Constraints are used as a means of triggering ideas and inspiration, most notably Perec's "story-making machine", which he used in the construction of Life A User's Manual. As well as established techniques, such as lipograms (Perec's novel A Void) and palindromes, the group devises new methods, often based on mathematical problems, such as the knight's tour of the chess-board and permutations. (wikipedia)
I would not be surprised if many of you set a personal best Saturday time today. I didn't, but I probably should have. Too leisurely out of the gate, and too clumsy on the keyboard. And then, at the very end, I face-planted by totally misreading 53A: Viscous (ROPY) as [Vicious]. Ugh. Anyway, 4:31 is still very fast for a Saturday, for me. Looking back over the puzzle, it's basically a Tuesday with a few marginal proper nouns and dated phrases thrown in to act as very ineffective speed bumps. I knew PEREC, but you are very much forgiven if you didn't. I wouldn't know him if it weren't for crosswords, and I know I'm not alone in that. My proper noun downfall was TANIKA (?) Ray, co-host of "Extra," whatever that is. Is that some kind of entertainment news TV show—a form that it's hard to believe still exists. I'm not even going to check because I don't care. Anyway, all the crosses were favorable, so TANIKA didn't crush me, but she definitely held me up. The other major hold-up came from MISSILE ENVY (29A: 1980s feminst coinage regarding nuclear proliferation), which ... really? Really? Sigh. If you say so. "Feminist coinage?" What's "feminist" about it? Who is the feminist involved here? I get that it's a play on "penis envy," but ... it really doesn't sound like a term that is in common parlance, or ever was. So I needed a Ton of crosses to get it, but again, the crosses were not at all hard, so fine. I'm startled that this was a Saturday and not a Friday. Hard to fathom. It really was very, very easy (by Saturday standards).
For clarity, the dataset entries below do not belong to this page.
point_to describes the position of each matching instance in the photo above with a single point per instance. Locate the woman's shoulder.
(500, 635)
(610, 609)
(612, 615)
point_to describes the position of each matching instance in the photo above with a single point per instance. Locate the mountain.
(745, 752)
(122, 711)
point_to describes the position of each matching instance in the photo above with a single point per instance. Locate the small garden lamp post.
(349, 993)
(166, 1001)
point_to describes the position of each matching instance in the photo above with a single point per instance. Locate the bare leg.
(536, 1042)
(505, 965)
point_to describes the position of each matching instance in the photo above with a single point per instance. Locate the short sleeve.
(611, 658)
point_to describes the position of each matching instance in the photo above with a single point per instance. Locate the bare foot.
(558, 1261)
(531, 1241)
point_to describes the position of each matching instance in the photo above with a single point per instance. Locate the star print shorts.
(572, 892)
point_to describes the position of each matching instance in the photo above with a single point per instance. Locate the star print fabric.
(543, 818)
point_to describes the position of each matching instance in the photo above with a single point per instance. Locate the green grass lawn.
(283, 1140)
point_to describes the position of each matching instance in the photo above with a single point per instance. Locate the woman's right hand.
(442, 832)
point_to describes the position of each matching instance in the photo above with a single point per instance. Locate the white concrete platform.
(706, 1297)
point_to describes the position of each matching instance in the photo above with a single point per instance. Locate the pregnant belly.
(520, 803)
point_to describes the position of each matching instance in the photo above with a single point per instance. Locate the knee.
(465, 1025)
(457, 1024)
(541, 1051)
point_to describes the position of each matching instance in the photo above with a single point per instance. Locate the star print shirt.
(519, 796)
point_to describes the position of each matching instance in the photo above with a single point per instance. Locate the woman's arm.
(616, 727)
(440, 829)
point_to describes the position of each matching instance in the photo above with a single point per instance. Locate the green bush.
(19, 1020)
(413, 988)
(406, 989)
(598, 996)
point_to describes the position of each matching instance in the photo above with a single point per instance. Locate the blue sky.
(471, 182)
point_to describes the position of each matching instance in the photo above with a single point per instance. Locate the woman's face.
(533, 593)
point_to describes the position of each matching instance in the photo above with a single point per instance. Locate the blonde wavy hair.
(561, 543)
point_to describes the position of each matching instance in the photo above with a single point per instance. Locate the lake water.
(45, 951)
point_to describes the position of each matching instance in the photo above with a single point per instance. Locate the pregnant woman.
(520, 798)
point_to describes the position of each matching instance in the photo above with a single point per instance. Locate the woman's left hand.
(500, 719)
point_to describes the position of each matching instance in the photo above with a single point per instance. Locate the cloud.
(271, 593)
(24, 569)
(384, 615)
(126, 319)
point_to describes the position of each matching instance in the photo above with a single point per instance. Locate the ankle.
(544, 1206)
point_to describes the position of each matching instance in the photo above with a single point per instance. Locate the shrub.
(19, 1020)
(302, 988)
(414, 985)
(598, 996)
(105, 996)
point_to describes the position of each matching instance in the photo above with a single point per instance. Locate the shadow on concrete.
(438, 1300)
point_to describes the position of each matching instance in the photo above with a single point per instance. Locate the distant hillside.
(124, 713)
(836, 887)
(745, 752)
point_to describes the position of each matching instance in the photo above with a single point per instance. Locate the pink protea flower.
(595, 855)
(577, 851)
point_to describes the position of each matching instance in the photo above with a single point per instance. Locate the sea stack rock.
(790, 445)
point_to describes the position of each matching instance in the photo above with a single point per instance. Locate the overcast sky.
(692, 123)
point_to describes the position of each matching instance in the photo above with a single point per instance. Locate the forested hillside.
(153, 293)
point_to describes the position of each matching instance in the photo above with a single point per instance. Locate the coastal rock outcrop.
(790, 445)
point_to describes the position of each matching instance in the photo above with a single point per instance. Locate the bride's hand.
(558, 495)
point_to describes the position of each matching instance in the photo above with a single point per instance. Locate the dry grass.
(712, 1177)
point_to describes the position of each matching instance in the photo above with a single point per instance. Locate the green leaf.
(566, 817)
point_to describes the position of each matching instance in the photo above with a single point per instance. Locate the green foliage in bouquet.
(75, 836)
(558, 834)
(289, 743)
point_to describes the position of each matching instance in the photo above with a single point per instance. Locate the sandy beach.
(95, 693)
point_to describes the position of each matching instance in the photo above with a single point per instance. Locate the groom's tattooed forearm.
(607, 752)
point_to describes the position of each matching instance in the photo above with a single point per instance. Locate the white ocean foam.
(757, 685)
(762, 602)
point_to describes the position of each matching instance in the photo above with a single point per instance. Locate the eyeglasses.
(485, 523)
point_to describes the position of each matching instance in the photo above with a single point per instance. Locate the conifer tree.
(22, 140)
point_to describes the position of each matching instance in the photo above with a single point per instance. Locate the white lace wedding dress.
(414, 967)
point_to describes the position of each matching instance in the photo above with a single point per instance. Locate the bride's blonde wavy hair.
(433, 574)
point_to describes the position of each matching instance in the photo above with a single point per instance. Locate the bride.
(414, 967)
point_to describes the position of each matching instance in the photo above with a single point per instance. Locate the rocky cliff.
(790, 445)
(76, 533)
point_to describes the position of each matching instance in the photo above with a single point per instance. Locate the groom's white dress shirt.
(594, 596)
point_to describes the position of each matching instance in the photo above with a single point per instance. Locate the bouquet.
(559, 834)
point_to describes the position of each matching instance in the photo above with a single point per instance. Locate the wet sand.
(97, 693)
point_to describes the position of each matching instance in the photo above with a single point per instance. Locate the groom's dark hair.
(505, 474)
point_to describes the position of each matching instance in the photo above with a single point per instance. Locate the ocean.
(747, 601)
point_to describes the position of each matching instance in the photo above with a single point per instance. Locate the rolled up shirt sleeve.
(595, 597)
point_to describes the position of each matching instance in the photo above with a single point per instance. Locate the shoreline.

A word about TONTO (15A: Classic TV character whose name is Spanish for "fool"). A few words, actually. First, The Lone Ranger was a radio show and a book series before it was a TV show, and TONTO was in the pre-TV stuff, yet the puzzle keeps narrowly cluing him via the TV show. Second, while "tonto" does mean "fool" in Spanish (which meant the name was changed to "Toro" or "Ponto" in Spanish-dubbed versions of the TV show), the creator had reason to believe it meant something else: "Show creator Trendle grew up in Michigan, and knew members of the local Potawatomi tribe, who told him it meant "wild one" in their language" (wikipedia). The clue kind of implies, or softly suggests, that the "fool" meaning was by design. Maybe this clue is the puzzle's way of pointing out that the character of TONTO was very much the product of white ignorance. Native Americans have long criticized the character as a form of racial caricature. Johnny Depp's portrayal of TONTO in the 2013 "Lone Ranger" caused a fairly high-profile backlash, with accusations of appropriation and racial insensitivity being leveled at the movie and its star (ironic, given that the movie was intended to offer a more authentic TONTO, rejecting earlier portrayals of the character as a mere monosyllabic sidekick). This is all to say that the character of TONTO is inextricably linked to a long history of white writers, producers, actors, etc. representing Native Americans in simplistic ways with little or any input from Native Americans themselves. I know some people who don't ever want to see TONTO in the grid again. I'm not sure I agree, but I do understand. If I felt I absolutely had to use TONTO to make a stellar grid come out right, I'd probably stick to very straightforward, factual cluing. Don't get cute.